Casa Tartufo was featured not once but twice in the Life! Section on Sunday. One of the reviews was written by the very talented food writer Wong Ah Yoke and he seemed mighty pleased with his meal. The concept of the restaurant was actually enough to intrigue me but reading about it made me even more excited about having a meal there.
I was all psyched up to have truffles all the way for appetizers, main course to desserts. Needless to say I adore that mushroomy, woody aroma that truffles have and I was prepared to be blown away by its fragrance!
A small bread basket of warm baguettes served with piped bayleaf butter
The chilly weather seemed to have chased everyone away because we were the only family there for lunch that sunday. Thankfully, service was unintrusive yet very helpful when the time came. Ash, our waiter was knowledgeable about the dishes, giving us detailed descriptions of what to expect. Impeccable service no less from a fine dining restuarant!
Scrambled eggs, Morel Mushrooms and Creamy Truffle sauce
The scrambled eggs were done perfectly- soft and creamy but not over-the-top-rich. The truffle sauce gave it the luxe factor and why not add some wild morel mushroom heads for good measure? We made mini open-faced sandwiches of sorts with the baguette, bay leaf butter, scrambled eggs, lettuce and topped it off with some of the crispy-thin wafer that came with the scrambled eggs. Mushroomy goodness in every bite. It was clearly the best dish of all that we had.
French Onion Soup
The French Onion soup was uninspiring. I was expecting a piping hot soup in a bowl with baguette and melted cheese covering the top soaking up the soup but this came lukewarm and overly salted.
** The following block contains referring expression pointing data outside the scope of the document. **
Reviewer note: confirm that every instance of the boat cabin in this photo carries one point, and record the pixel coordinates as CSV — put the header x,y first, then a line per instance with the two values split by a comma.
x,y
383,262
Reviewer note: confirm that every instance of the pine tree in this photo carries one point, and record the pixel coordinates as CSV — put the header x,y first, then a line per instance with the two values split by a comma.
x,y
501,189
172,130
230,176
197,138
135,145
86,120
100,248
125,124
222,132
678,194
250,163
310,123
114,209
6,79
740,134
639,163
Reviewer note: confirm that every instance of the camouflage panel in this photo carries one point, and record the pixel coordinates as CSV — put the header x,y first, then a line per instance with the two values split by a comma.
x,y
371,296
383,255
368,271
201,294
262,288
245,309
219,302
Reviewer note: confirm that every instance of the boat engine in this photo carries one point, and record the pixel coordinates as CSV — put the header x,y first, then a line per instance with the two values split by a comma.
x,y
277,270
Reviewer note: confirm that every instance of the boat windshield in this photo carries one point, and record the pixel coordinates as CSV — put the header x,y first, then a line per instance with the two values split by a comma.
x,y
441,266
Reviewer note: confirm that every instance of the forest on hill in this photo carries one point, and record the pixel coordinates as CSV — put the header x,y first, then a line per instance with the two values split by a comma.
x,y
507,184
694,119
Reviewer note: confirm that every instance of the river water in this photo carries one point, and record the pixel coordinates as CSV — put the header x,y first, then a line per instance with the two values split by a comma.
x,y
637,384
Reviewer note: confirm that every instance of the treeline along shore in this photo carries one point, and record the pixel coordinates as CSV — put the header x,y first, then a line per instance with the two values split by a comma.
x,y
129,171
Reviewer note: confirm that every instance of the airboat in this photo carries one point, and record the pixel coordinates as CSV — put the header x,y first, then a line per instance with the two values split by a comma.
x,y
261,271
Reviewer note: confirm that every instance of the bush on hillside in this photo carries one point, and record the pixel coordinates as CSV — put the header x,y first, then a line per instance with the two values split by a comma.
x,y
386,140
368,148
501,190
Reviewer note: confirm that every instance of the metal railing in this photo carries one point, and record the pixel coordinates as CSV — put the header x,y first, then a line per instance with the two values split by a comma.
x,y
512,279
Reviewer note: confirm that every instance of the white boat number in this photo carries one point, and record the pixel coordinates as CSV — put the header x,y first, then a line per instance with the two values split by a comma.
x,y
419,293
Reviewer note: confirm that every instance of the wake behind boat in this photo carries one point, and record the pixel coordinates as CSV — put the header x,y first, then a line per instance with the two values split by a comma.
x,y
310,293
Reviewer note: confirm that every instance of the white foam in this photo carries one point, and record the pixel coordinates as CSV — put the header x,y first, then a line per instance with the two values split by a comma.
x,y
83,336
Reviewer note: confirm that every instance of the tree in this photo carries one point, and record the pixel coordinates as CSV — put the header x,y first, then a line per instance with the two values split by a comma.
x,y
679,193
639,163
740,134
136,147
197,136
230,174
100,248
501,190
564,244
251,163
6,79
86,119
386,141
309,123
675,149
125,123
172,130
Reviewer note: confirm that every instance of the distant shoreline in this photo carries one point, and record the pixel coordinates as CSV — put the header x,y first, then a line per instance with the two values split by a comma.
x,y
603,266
Day’s Special: Aglio olio with vegetables and some type of cheese
It was decent well executed aglio olio but nothing particularly mind-blowing. Well the name of the dish didn’t sound exceptionally interesting anyway, don’t know why dad chose it.
Capellini Aglio Oilio, Zuchinni, Red Sicilian Prawn
You can actually choose to have your prawn raw here, but mum opted otherwise. The sauce seemed to be some reddish prawn broth and it was evident that mum enjoyed slurping up her pasta. She finished up her mains first in fact!
Classic Tajarin With truffle sauce
The pasta was done al dente, and I especially liked the tajarin pasta which was thinner than tagliatelle. Because it’s crumpled, it managed to retain just a little bit of the creamy truffle sauce in its creases- delicious. Unfortunately the pasta came a tad dry possibly because it was cooked before the rest but served at the same time. When i first twirled my fork the pasta was in a lumpy mess and required quite a bit of mixing to loosen everything up.
I was expecting more truffle oomph here but the fragrance was tamed down to the bare minimum, for the better I guess. Instead of espresso soaked cakey savoiardi biscuits a crunchy version with the texture of wafers were used. I’m not very sure if I like the switch but I definitely enjoyed the luscious mascarpone cream.
True to the spirit of fine dining, portions here are small and not very filling. Mum felt that the food was not worth the buck but I beg to differ simply because having truffles for every course is too good an opportunity to be missed. Service was probably one of the better ones I’ve encountered too. Enough reasons for a visit I say!